O teatro é, tem sido e continuará sendo coisas distintas, em quase todas as sociedades o teatro tem um aspecto conservador. É uma arte que se ensina de geração em geração à qual, ao contrário do cinema e da literatura, não podemos ter acesso a obras de outros tempos, só podemos vivenciar o teatro do presente. Podemos ler textos do passado, mas isso não é o teatro. Esse lado conservador que o teatro costuma ter como disciplina é algo que deve ser combatido e é algo que deve ser assinalado nos momentos de crise do teatro e esse é um dos momentos críticos do teatro.

A pandemia voltou os olhos para a cultura como “válvula de escape", ao mesmo tempo que levou os criadores a se reinventarem e afastou o público do palco. Como você vê a relação entre a pandemia e a cultura?

A cultura é uma necessidade das pessoas: precisamos fazer coisas e ver o que outras pessoas fazem para sentir e pensar o mundo.

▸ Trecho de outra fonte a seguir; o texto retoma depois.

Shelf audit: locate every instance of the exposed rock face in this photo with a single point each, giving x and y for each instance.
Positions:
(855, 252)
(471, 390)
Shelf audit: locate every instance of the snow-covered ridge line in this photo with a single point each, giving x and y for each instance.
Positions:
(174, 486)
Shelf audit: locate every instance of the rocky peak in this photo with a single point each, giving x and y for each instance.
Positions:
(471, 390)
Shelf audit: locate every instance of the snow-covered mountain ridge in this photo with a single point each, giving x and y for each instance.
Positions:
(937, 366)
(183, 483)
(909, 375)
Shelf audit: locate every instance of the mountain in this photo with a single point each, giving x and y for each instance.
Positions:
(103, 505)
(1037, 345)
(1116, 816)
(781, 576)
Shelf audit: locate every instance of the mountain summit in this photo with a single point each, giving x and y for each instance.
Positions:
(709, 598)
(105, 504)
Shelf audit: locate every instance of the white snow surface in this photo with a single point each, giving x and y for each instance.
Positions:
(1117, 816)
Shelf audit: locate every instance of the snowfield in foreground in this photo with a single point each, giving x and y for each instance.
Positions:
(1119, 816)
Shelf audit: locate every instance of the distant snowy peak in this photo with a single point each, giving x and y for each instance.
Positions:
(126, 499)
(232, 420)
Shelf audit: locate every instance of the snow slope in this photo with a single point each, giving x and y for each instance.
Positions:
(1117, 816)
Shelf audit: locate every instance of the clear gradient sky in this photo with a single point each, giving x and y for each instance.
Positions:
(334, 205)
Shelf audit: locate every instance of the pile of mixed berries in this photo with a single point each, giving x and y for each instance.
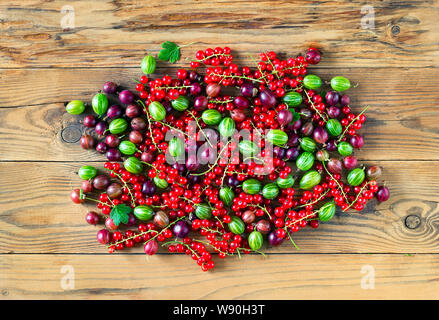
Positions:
(220, 161)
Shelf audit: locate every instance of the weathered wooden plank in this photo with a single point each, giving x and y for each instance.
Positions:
(278, 277)
(117, 33)
(47, 132)
(392, 93)
(36, 215)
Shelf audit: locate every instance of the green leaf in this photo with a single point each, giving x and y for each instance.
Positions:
(119, 214)
(170, 52)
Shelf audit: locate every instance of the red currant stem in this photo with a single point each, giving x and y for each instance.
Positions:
(199, 127)
(227, 253)
(97, 201)
(261, 207)
(358, 195)
(129, 238)
(176, 129)
(233, 76)
(349, 125)
(163, 123)
(259, 69)
(175, 87)
(216, 161)
(259, 132)
(148, 164)
(224, 173)
(293, 67)
(125, 185)
(221, 101)
(314, 107)
(188, 200)
(315, 201)
(261, 160)
(239, 253)
(188, 44)
(219, 220)
(182, 243)
(212, 230)
(291, 239)
(167, 227)
(274, 71)
(109, 199)
(216, 55)
(336, 181)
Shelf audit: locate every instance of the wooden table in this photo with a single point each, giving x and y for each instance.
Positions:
(43, 236)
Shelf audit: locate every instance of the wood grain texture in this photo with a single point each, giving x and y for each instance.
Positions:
(277, 277)
(117, 33)
(42, 66)
(43, 220)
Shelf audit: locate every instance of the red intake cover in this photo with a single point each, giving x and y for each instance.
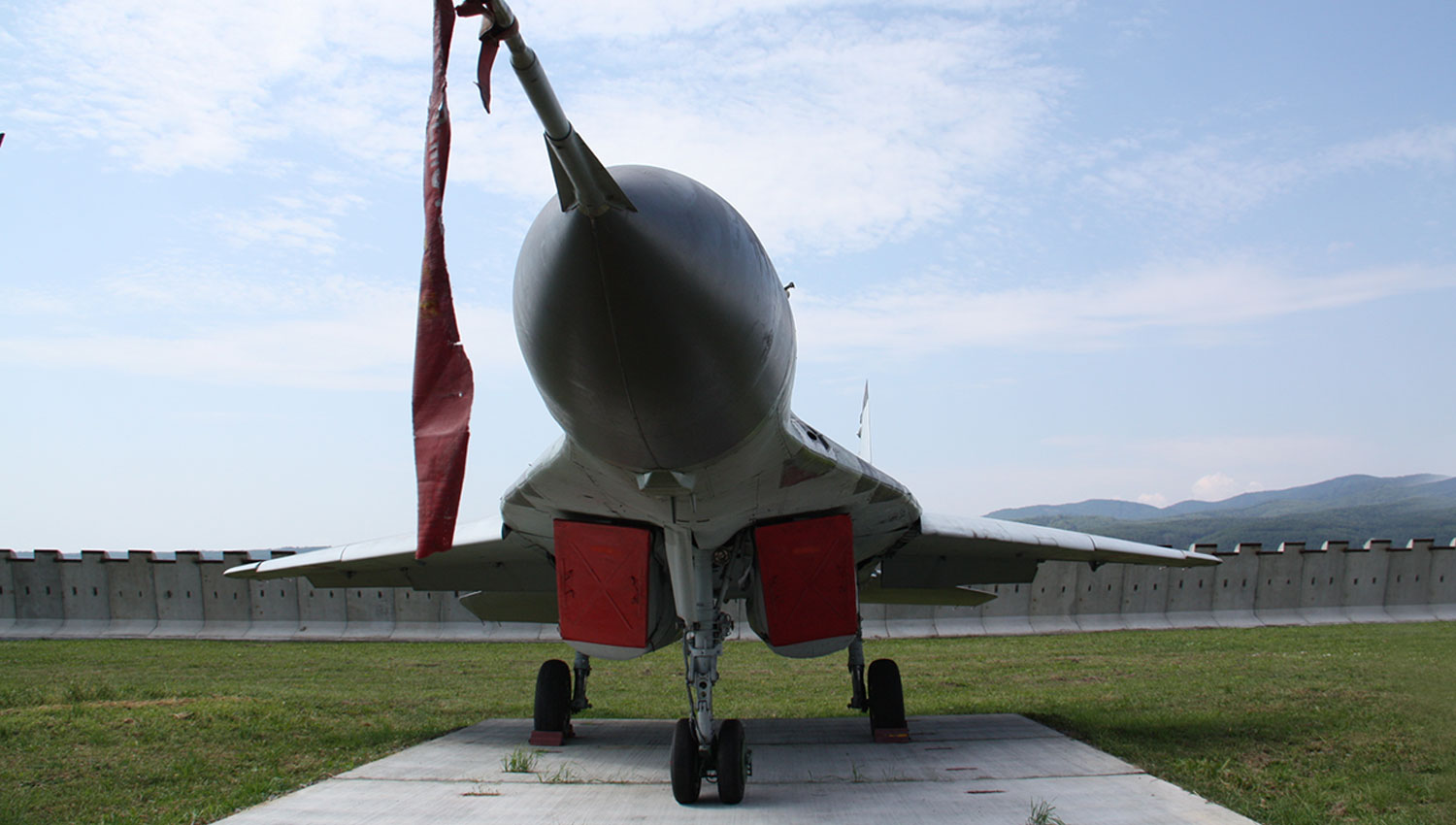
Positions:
(809, 579)
(602, 574)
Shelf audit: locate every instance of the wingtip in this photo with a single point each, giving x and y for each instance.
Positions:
(242, 571)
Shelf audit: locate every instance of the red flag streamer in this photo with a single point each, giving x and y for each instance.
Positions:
(445, 384)
(489, 44)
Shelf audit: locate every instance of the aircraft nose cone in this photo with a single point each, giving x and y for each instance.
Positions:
(658, 338)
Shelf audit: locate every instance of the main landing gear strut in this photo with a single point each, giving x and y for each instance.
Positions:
(882, 697)
(559, 693)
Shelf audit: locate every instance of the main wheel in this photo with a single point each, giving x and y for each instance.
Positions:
(733, 763)
(687, 776)
(552, 696)
(887, 699)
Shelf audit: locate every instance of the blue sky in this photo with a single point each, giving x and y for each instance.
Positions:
(1142, 250)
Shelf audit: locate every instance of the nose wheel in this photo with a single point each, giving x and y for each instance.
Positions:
(727, 763)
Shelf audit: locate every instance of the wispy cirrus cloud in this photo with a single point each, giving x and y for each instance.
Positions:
(1217, 178)
(878, 125)
(916, 317)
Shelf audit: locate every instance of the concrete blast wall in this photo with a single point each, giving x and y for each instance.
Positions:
(183, 594)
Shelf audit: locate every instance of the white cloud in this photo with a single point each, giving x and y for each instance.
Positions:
(878, 125)
(1206, 181)
(334, 335)
(919, 316)
(1408, 148)
(1217, 486)
(1220, 178)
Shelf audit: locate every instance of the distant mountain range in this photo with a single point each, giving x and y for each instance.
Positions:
(1350, 508)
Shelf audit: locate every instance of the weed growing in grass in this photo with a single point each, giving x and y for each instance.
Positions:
(1042, 813)
(518, 761)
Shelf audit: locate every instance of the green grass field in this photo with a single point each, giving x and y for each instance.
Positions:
(1289, 726)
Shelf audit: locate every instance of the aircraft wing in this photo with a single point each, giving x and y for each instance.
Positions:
(960, 550)
(483, 557)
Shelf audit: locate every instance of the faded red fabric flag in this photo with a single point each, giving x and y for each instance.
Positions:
(445, 384)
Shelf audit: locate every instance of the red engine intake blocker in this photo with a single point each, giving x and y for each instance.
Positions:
(807, 569)
(602, 578)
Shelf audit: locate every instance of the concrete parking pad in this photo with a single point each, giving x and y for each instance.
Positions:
(957, 769)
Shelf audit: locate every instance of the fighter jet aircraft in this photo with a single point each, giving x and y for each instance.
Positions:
(661, 340)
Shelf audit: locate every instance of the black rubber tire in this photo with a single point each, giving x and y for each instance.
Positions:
(553, 696)
(733, 763)
(887, 699)
(687, 776)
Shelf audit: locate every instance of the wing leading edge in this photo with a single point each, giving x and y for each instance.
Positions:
(483, 557)
(960, 550)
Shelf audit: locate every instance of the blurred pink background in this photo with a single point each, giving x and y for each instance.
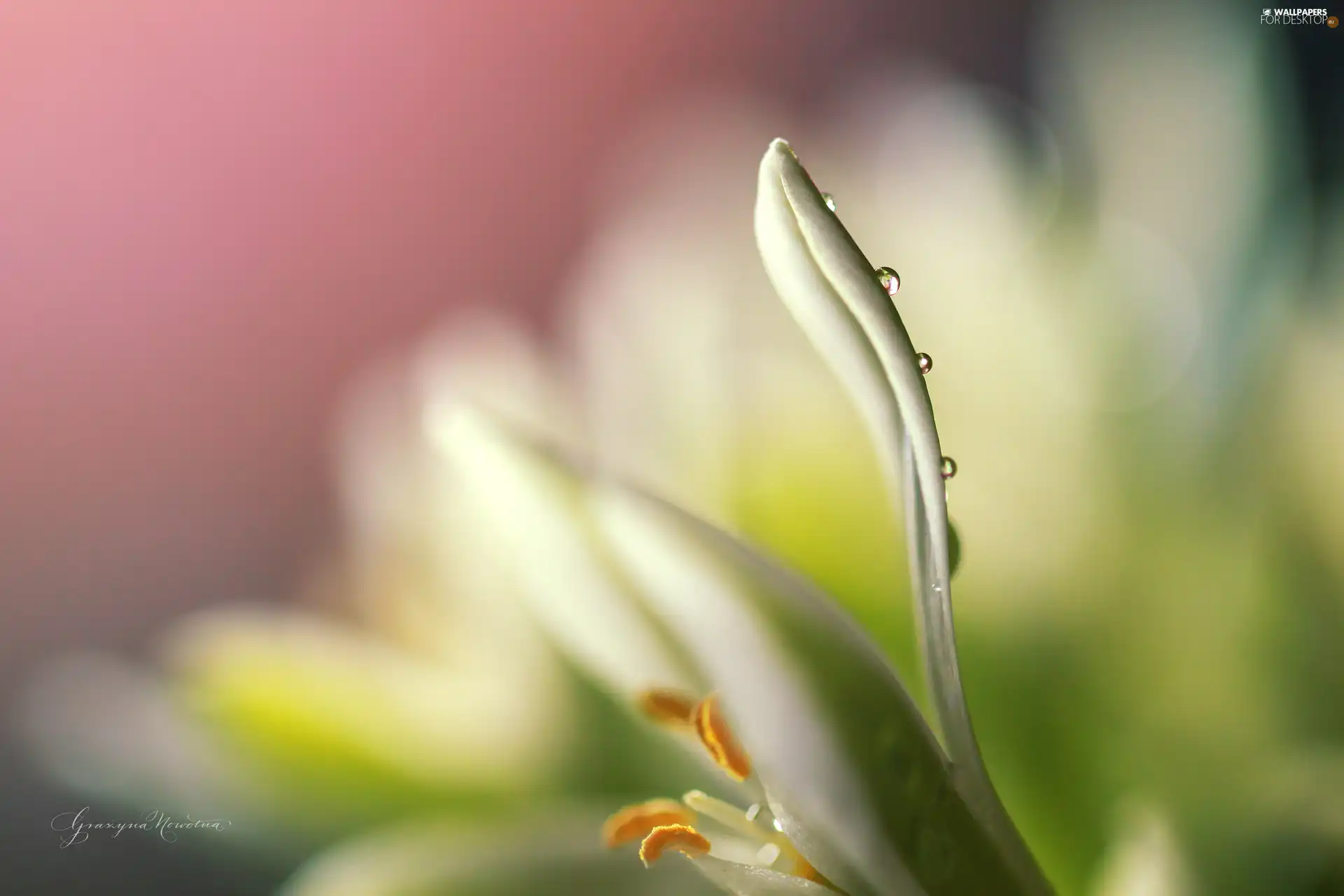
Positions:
(213, 214)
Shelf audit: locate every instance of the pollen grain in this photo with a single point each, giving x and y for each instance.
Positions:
(720, 741)
(636, 822)
(667, 706)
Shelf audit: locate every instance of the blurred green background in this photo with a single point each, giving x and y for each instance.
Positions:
(249, 248)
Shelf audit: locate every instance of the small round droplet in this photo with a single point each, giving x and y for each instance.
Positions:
(890, 280)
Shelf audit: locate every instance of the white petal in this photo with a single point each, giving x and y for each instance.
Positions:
(555, 855)
(831, 289)
(538, 524)
(853, 771)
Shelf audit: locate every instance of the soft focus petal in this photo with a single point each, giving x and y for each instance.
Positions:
(538, 528)
(340, 726)
(104, 727)
(831, 289)
(559, 856)
(851, 767)
(752, 880)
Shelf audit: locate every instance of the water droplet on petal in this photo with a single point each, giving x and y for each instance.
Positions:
(889, 279)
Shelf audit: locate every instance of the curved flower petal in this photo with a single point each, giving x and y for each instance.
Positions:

Isso nunca irá embora. O que está em crise desde a pandemia é a institucionalização da cultura, a forma como as sociedades criaram diferentes modelos de gestão cultural. Isso vai mudar e depende de nós até onde se dará essa mudança: há governos que veem a pandemia como uma oportunidade de parar de investir dinheiro público em cultura, enquanto as iniciativas privadas não são mais lucrativas. Esta crise é um momento maravilhoso para nos perguntarmos que tipo de gestão cultural queremos.

Para a companhia, o que significa participar da 21ª edição do Cena?

Um grande prazer. É um festival que amamos muito e que vimos passar de uma situação de bonança a condições muito difíceis, como resultado das políticas governamentais. Estamos orgulhosos de participar deste festival, que é em si mesmo um ato de resistência.

 

Serviço

21ª edição Cena Contemporânea - Festival Internacional de Teatro de Brasília (módulo on-line)
Até 11 de dezembro. No www.cenacontemporanea.com.br e canal do YouTube do Cena.